2013年(平成25年)には台風18号による集中豪雨で床下浸水の被害にも遭いました。すぐそばの岩木川の土手が決壊し、自宅倉庫にあった草刈り機やフォークリフトなどが水に浸かり故障してしまいました。
「若い人は土手の上まで草刈り機を持って行ったみたいだけど、もう歳だからそこまでできなかった。今までここでりんごを作ってきて、ここまで水が来ることがなかったから、まさかって思ってたんだよな」
幸い楢木の畑はりんごが浸かるほどの浸水はわずかだったため収穫はできましたが、土手の中にあった畑は、りんごが泥水に浸かるなどの被害があったのです。長年りんご栽培をしてきて、災害への備えをしてきても突然やってくる自然の猛威。楢木だけではなくすべての生産者にとって宿命のようなものですが、自然とたたかい、自然の恵みを受け、りんごと向き合っていかなければならないのです。
2013年集中豪雨被害のあったりんご畑
りんごは生き甲斐
2021年(令和3年)現在、楢木は83歳。5年前に腹部大動脈瘤の手術を受け、その時に癌も見つかり治療を続けながらりんごを作り続けています。入退院を繰り返しながらも悲観することなく過ごしていられるのは、りんごがあるからだといいます。

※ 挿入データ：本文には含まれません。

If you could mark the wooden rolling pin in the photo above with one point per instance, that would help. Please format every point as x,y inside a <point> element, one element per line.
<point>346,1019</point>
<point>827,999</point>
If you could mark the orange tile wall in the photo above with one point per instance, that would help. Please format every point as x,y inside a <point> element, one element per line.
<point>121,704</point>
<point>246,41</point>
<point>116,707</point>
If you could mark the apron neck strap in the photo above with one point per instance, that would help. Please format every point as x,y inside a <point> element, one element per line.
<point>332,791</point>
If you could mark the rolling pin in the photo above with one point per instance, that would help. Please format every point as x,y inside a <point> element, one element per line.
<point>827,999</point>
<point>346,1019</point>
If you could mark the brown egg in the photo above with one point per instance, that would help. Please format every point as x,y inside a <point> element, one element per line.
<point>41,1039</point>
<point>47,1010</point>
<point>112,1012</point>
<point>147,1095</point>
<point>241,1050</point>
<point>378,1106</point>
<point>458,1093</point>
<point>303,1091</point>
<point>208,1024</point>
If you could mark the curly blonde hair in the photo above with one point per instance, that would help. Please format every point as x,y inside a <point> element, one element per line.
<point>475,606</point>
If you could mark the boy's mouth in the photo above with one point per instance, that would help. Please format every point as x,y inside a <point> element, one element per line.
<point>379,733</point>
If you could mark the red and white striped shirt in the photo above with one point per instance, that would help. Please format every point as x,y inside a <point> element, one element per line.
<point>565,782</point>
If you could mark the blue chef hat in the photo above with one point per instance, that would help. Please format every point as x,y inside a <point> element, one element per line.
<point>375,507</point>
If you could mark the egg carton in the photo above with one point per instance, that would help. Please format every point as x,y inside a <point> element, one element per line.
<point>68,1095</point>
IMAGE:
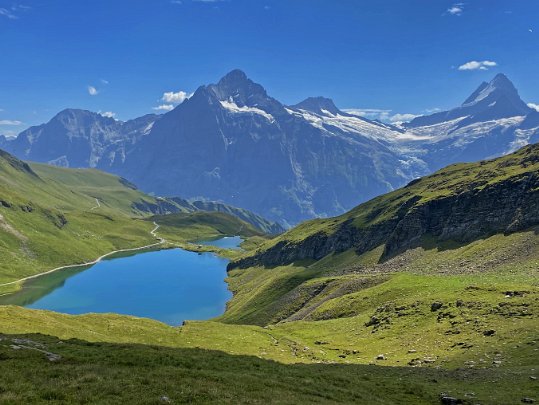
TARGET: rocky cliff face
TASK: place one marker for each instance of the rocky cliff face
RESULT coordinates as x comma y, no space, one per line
479,209
80,138
233,142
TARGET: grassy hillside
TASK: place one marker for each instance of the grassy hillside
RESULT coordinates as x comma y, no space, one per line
324,314
150,360
458,205
51,217
202,225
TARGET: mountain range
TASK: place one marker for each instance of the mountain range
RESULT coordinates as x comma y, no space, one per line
234,143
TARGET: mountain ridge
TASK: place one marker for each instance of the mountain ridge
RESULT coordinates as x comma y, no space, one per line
234,143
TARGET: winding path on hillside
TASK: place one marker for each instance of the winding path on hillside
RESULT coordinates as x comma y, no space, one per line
152,232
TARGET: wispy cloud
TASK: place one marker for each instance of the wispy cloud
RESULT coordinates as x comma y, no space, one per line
164,107
478,65
178,97
172,99
8,14
108,114
456,9
12,12
10,122
92,91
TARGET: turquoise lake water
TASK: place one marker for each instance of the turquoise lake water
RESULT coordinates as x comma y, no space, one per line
167,285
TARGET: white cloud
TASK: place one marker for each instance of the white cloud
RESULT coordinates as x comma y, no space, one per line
177,98
9,134
478,65
456,9
164,107
8,14
10,122
92,91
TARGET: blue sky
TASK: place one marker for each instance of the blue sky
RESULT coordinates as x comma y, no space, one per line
122,56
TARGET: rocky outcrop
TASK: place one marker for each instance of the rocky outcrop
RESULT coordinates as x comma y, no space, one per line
506,206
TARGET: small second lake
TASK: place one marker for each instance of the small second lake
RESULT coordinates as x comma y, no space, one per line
167,285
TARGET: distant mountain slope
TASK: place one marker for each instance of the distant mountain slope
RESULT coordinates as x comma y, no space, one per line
491,122
460,203
80,138
231,142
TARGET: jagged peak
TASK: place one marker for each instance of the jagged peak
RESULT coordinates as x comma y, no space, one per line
500,86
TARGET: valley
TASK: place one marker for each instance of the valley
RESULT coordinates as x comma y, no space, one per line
446,302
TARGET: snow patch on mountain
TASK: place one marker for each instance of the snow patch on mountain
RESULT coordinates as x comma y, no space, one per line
235,109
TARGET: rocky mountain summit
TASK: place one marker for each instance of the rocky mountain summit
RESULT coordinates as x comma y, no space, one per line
232,142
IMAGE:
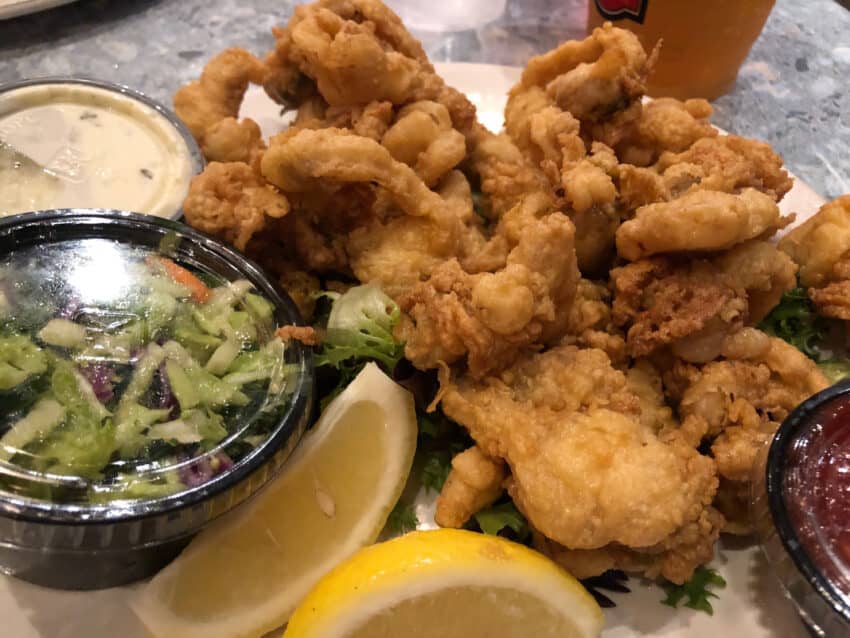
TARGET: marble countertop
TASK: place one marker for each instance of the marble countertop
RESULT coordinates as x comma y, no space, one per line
792,91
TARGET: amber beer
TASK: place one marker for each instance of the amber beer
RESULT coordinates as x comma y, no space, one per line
704,41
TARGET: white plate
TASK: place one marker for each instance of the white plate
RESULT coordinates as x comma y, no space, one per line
15,8
751,605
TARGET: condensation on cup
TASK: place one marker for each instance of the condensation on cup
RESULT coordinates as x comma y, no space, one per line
704,41
447,15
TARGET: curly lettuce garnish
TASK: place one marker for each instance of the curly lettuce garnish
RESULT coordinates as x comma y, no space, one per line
359,330
696,593
795,321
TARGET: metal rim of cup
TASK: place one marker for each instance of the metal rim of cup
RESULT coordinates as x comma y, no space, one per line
196,157
34,510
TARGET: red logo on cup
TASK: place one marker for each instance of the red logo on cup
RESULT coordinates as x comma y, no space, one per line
619,9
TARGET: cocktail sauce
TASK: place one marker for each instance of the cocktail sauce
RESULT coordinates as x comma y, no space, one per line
817,489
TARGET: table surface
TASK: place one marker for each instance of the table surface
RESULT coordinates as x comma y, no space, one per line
792,91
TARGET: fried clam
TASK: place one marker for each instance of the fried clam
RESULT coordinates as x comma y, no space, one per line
229,200
588,467
210,105
736,403
726,163
699,221
406,230
821,245
474,482
691,305
353,52
486,319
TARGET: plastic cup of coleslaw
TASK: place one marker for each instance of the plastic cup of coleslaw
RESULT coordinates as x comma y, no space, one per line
144,392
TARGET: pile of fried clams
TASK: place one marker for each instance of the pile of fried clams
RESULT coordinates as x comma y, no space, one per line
587,283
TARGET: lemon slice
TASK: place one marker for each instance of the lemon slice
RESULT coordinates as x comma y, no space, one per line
244,575
451,584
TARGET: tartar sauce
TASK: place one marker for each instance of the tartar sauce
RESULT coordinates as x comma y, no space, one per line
66,145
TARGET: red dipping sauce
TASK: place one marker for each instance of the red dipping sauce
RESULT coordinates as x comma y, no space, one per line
817,489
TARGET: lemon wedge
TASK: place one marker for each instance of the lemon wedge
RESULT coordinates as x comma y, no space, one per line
451,584
244,575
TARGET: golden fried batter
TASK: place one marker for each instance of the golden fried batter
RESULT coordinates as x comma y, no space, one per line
587,469
592,78
819,243
423,138
209,107
675,558
231,202
730,163
698,221
739,403
692,305
474,482
664,125
489,317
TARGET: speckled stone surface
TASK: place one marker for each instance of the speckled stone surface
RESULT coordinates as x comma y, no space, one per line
793,90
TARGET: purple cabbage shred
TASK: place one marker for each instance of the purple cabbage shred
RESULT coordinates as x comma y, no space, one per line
203,469
100,376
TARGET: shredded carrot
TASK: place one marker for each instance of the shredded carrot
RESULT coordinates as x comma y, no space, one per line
197,288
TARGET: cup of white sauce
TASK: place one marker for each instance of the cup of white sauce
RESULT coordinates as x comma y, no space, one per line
81,143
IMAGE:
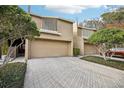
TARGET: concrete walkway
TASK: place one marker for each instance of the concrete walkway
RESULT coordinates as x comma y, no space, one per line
71,72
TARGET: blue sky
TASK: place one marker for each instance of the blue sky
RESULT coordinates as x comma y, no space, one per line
79,13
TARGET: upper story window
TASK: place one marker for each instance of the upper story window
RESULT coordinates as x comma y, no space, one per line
87,33
49,24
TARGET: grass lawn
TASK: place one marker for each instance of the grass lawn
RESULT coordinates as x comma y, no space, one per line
99,60
12,75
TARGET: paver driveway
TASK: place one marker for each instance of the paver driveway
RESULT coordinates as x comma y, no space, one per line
70,72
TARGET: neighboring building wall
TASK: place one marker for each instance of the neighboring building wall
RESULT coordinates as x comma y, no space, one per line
80,40
64,34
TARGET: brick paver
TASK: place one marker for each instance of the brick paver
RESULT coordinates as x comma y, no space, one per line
71,72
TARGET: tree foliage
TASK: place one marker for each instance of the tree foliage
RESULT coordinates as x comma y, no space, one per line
106,39
116,16
108,36
16,24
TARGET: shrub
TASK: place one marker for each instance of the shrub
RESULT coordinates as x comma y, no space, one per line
4,48
12,75
76,51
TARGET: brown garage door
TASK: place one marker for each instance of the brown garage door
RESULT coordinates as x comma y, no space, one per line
49,48
89,49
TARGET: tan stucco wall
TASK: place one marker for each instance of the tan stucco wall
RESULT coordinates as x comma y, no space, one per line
66,35
90,49
78,39
49,48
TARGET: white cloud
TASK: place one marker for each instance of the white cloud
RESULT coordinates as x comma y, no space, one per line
71,9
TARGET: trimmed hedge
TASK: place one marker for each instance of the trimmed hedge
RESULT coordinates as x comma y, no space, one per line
12,75
76,51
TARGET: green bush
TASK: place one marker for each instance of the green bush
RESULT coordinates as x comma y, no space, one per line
76,51
12,75
5,48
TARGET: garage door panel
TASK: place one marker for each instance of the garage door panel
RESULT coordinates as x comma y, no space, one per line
49,48
89,49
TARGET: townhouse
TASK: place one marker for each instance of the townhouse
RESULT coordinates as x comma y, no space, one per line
57,38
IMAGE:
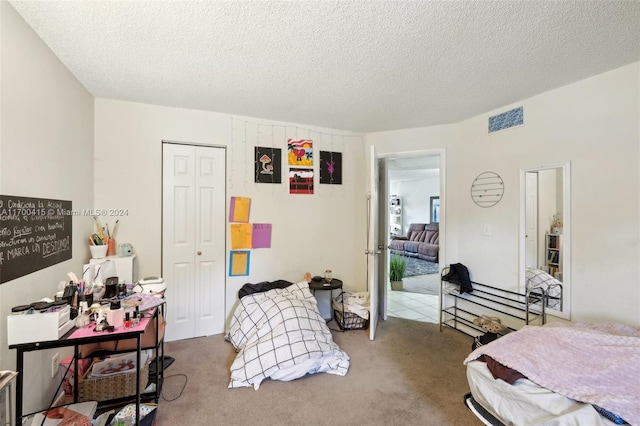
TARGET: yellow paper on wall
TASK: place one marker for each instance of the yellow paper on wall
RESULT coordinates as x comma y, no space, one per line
240,235
239,209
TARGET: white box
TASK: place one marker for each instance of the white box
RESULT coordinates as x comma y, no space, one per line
42,327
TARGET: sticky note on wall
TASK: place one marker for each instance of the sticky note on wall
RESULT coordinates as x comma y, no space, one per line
239,209
261,235
239,263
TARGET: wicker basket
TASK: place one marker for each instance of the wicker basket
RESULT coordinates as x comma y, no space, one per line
112,387
347,320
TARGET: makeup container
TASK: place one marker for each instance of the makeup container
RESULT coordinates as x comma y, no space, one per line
41,307
115,314
21,310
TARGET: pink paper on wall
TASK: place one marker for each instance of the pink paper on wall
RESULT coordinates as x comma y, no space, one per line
261,235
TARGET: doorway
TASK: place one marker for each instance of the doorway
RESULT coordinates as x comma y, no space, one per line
412,184
193,239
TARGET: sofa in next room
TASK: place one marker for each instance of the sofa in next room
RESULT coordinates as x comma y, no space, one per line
422,241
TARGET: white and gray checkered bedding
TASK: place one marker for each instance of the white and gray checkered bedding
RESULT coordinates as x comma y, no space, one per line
280,334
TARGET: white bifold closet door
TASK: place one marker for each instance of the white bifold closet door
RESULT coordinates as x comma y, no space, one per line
193,239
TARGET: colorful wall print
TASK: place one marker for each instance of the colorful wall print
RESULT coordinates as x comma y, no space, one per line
300,152
268,165
300,181
331,168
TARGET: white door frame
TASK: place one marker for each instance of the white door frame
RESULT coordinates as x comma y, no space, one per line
384,225
207,251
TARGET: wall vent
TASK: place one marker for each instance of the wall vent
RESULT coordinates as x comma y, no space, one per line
512,118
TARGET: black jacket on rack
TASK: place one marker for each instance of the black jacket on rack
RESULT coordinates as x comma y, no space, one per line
459,274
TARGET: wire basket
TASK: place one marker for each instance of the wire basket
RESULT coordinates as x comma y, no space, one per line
112,387
347,320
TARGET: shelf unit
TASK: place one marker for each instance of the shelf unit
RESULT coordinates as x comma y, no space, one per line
514,309
553,255
69,341
395,216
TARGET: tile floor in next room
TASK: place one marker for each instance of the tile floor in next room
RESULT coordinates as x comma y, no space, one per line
413,306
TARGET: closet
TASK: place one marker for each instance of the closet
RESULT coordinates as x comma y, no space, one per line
193,239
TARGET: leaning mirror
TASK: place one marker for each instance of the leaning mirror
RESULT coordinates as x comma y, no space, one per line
545,236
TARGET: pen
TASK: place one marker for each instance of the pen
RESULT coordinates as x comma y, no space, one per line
115,229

「りんごを通して人との交流があったから充実してたし、りんごがあるから落ち込んでいられないし、まず生き甲斐だな」
そう話す楢木は病気があるとは思えない、生き生きとした表情をしています。これまで支えてくれた妻にも感謝しているといいます。
「親父が酒飲みであったから随分苦労したと思う。りんごのこと何もわからないで嫁に来て大変だったのに、一生懸命仕事してくれた。妻のおかげでずっとりんごを作ってこれたんだ」
妻と一緒に
頼もしい跡継ぎの存在もまた、楢木を元気づける存在でもあります。楢木は現在、妻と長女、そして孫の4人でりんご栽培をしています。薬かけや剪定は楢木がすべて一人で行なってきましたが、楢木が病気になってから長女がやってくれるようになったのです。最近ではスプレーヤーに乗ることにも慣れてきたようで頼もしく思っています。さらには孫娘も跡継ぎとして畑を手伝うようになり、力仕事をもこなす孫娘を見ては元気をもらっています。
りんご農家に生まれ、高校卒業と同時に就農してから65年。楢木のそばにはいつもりんごがありました。りんご栽培に生涯を捧げ、りんご畑を守ってきた楢木にとって引退や隠居という言葉は似合いません。自分に足りない知識や技術はどんどん聞きに行く。そうして得た知識と人脈は楢木の人生においての財産です。そんな財産を娘や孫に継承しながら、今日も楢木はりんご畑で汗を流しています。